Precisamos do bom jornalismo que nos traz as diárias notícias da austeridade e afins, mas também das outras sobre um mundo que «pula e avança» apesar de tudo, do não obstante, do contudo.
Procuramos e necessitamos da verdade, como do pão para a boca e do café pela manhã antes de começar o dia (seja ele como for)! E da verdade não apenas da realidade, mas também a dos sonhos de cada um. Não serão eles mais reais? Os sonhos são o futuro – deviam contar mais. E o país tem que os ter e se não os tem, que os tenhamos nós, individualmente. Sonhos pequeninos, não faz mal, mas que todos juntos constroem algo grande. ( Já estou a divagar. É o que dá fumar um post…)
Faço hoje o meu post com um texto do geógrafo João Seixas (PÚBLICO, 28/10) defensor dos jornais e que subscrevo totalmente:
“Madrugador, o jornal é peça-chave de uma boa manhã. (…) ingrediente tão indispensável a um bom pequeno-almoço como o pão e o café. Depois o jornal é companheiro ao longo do dia. Quando é bom (…) é parte central das nossas cabeças (…) de seres humanos. Peça-chave na formação da nossa cidadania. No papel como no ecrã. (…) A cidadania alimenta-se de ideias, de direitos, de política. Da conjugação do real com o sonho.”
Assim seja, como espera Seixas,  que um dia o jornal seja uma parte importante do lucro das cidades. Eu não sei se as cidades tiveram alguma vez, se têm ou terão lucro com os jornais, mas tenho a certeza que os cidadãos, esses, seriam mais pobres sem eles.
Finalmente,  eu prefiro o jornal de papel. Ao domingo, ao pequeno-almoço mais demorado, ele conjuga bem com o pão fresco com manteiga, café com leite, e caneta… ou marcador, para sublinhar coisas bem escritas como esta Opinião do geógrafo que eu não conhecia até hoje!

Comments

  1. Konigvs says:

    As pessoas não querem a verdade, as pessoas preferem mil vezes escolher a pílula azul e viverem adormecidas no seu mundo perfeito de faz de conta que o sistema lhes cria do que acordarem para a realidade e pensarem pela sua própria cabeça. E ai de quem ouse tentar mostrar a verdade pois esses rapidamente serão destruídos pelo próprio sistema.
    Quanto aos jornais ao pequeno almoço, acho que neste momento a prioridade da maioria das pessoas é mesmo ter pequeno almoço para comer.

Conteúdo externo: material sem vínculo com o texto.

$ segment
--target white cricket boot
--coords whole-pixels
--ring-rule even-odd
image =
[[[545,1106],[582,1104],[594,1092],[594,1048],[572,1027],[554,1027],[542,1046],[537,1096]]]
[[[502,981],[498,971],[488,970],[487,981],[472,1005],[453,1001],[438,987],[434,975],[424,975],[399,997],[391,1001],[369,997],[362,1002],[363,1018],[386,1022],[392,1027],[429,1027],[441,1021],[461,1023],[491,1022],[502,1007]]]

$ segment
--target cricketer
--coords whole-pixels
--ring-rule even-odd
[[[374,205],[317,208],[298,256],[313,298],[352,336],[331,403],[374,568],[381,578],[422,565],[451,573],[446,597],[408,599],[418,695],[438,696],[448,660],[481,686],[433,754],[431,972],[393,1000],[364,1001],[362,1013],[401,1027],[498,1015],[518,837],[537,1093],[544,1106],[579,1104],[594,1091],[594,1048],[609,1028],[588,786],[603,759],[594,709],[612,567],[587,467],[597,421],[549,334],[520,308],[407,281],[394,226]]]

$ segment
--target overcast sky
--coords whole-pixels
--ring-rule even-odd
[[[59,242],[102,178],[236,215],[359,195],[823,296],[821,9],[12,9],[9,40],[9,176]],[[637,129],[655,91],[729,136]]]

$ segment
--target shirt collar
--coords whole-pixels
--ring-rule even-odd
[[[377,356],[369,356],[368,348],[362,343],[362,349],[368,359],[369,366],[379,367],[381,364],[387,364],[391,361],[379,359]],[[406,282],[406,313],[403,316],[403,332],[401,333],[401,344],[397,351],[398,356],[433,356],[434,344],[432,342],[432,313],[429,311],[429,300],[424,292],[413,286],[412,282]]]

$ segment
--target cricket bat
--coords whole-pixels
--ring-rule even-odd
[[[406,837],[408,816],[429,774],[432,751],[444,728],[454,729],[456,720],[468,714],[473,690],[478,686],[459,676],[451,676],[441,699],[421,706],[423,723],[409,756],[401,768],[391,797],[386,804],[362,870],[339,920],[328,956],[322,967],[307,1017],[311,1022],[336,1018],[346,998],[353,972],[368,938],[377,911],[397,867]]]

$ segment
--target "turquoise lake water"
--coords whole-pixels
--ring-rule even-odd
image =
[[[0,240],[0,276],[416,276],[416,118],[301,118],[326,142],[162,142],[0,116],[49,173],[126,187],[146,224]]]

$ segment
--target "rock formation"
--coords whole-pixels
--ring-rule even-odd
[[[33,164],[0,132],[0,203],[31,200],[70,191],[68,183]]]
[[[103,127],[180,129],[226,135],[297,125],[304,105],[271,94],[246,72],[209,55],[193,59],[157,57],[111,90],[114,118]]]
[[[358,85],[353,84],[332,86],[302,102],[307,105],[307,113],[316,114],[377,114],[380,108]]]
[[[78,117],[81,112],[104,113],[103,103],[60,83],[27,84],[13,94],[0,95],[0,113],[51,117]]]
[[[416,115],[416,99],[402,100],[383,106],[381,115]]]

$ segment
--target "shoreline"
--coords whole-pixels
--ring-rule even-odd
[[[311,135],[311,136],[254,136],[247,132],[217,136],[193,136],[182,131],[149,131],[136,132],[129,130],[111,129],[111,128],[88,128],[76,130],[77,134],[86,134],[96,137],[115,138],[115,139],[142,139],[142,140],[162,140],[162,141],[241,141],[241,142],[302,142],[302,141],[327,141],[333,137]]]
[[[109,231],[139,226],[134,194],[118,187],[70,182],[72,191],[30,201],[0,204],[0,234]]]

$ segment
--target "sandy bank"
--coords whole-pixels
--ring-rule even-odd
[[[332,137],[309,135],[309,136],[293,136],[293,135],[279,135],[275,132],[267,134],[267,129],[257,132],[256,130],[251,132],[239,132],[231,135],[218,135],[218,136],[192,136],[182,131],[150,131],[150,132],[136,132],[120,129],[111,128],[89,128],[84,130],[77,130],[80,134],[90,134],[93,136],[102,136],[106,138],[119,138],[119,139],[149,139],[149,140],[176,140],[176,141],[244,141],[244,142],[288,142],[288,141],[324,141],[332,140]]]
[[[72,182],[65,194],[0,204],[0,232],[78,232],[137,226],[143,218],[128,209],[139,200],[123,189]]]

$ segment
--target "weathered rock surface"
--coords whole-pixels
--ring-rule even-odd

  2. Jornalismo é jornalismo, e supõe-se que seja bom. sempre me faz alguma confusão o jornalismo em que a inclinação ideologica está bem definida, já que tenho para mim que ser-se jornalista deveria equivaler à posição neutral do juiz, mas equânime…

  3. jamoura says:

    os jornais fazem mesmo igual falta que o pão. Mesmo aqueles de que discordamos. E são estes, que muitas vezes nos fazem saber quem somos, o que queremos e para onde queremos ir, porque marcam a diferença, e ajudam ao saber. “Quem lê sabe mais”. A sós ou acompanhados com café ou com mais alguém, adocicado de preferência, os jornais fazem bem.